Posted: January 24, 2013
Discontinued

Admittedly, when I think "dogfight", the next words that pop into my head aren't typically "helium balloons". However, I am learning to be more creatively minded. For example, I recently applied cream cheese to my all-beef frank*. So when I first heard about dogfighting with the NanoBlimp, a nearly weightless apparatus held aloft by a helium-filled balloon and guided by human thumbs on remote control, I committed to watching at least 15 seconds of its 2-minute video before writing it off as BS. What I found is that NanoBlimp dogfights are...

...a little BS. But not altogether un-fun looking to take part in. They move at the speed of my grandma after a few puffs of the peace pipe, but I'll grant that navigating them and taking one's enemy down does require an appreciable amount of focus and skill. And as always, when one of the balloons pops, the effect is both exhilarating and very scary.

The NanoBlimp itself comprises 3 tiny propellers with 3 RC motors that enable precision indoor flying. A small amount of weight is also added so that the airship can maintain neutral buoyancy, neither rising nor falling, but simply hovering in mid-air once a balloon is attached.
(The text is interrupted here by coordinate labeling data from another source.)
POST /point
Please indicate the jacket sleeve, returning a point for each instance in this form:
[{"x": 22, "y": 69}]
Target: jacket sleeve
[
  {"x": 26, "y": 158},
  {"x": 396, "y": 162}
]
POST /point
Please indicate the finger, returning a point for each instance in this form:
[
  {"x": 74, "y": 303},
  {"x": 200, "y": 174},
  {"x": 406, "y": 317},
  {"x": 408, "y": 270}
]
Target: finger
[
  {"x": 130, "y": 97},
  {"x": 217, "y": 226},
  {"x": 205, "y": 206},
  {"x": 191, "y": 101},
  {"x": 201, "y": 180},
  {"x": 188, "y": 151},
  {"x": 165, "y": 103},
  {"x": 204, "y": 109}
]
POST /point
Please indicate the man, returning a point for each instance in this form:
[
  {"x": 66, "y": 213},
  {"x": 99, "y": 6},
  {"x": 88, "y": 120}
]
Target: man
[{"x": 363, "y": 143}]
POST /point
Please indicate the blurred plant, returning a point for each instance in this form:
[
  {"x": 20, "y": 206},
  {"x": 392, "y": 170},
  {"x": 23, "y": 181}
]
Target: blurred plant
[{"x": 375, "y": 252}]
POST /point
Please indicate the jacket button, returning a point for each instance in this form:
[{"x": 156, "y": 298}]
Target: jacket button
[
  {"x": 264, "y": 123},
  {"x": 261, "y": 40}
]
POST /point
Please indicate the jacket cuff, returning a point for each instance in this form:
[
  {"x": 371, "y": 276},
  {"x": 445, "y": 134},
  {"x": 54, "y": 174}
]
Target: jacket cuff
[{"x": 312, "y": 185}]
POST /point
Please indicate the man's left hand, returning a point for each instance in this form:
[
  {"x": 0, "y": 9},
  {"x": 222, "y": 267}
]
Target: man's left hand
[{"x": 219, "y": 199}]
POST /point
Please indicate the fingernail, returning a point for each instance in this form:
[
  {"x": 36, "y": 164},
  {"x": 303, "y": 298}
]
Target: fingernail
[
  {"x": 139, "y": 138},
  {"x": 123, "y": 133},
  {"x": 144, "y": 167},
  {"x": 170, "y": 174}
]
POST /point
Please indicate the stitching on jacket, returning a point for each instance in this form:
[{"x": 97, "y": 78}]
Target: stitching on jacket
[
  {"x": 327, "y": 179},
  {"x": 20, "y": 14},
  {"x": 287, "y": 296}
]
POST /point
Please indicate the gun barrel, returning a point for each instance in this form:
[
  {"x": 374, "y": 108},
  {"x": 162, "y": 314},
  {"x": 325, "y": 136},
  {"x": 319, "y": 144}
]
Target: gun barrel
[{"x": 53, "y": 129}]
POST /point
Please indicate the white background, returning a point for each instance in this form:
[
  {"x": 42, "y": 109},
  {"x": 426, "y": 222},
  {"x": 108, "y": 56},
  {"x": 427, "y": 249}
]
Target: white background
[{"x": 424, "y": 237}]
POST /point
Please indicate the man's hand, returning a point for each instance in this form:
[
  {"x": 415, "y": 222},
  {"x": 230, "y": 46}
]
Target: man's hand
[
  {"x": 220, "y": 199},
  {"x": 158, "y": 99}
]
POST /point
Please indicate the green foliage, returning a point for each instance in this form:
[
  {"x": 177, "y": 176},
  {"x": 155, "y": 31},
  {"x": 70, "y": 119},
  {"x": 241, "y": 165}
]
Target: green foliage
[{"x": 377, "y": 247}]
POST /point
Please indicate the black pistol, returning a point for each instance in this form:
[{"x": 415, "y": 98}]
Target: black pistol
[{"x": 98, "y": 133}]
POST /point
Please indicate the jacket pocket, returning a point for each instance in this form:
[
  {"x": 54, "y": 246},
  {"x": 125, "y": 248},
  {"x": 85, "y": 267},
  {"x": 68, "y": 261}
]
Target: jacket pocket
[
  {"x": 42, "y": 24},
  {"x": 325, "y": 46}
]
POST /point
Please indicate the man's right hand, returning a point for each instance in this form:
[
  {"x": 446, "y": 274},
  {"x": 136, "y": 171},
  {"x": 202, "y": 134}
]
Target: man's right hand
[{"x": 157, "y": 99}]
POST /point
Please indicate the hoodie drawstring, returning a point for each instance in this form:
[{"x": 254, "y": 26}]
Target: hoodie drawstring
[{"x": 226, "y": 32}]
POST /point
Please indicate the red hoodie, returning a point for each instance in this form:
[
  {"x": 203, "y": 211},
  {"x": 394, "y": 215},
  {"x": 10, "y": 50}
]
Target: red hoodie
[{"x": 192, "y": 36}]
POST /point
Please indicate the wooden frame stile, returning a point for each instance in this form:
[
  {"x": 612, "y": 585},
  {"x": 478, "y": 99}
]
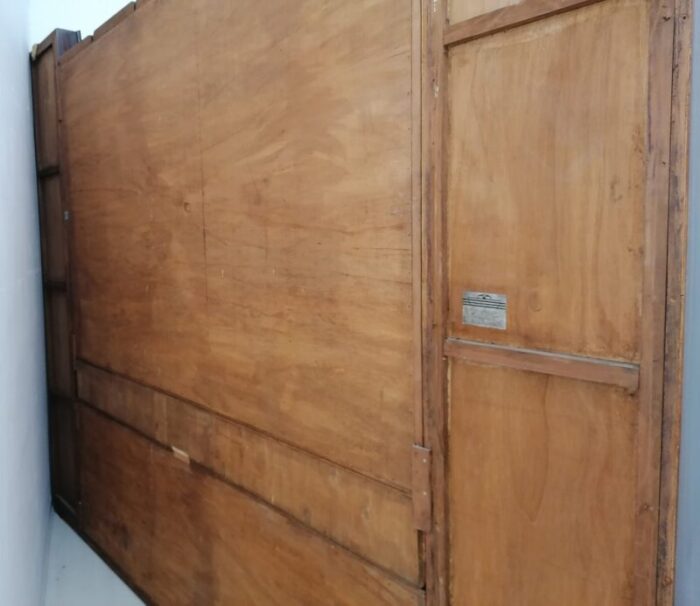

Any standard latex, helium-filled balloon affixes aloft of the gondola with double-sided foam tape. The primary downside to the system in my critical, yet fair, mind is that its regular use requires an at-home helium tank to enable on-call balloon inflation.

NanoBlimp's Nano-X controller has 4 User Selectable Frequencies so that multiple dogfighters can fly en masse in the same room. It also includes 3 Mix Modes, 3 Mapping Settings, and Beginner and Exponential modes (? not sure if Exponential is a manufacturer's typo, and they really mean Expert, or if "to the power of" is truly their intended advanced user setting). A built-in charger comes on the remote for plugging the receiver into the transmitter's charge cord after flight.

*OK, what really happened is that the hot dog vendor misheard my request and smothered it in cream cheese by accident, but I ate it. Well, one bite of it anyway. The rest I threw back in his face.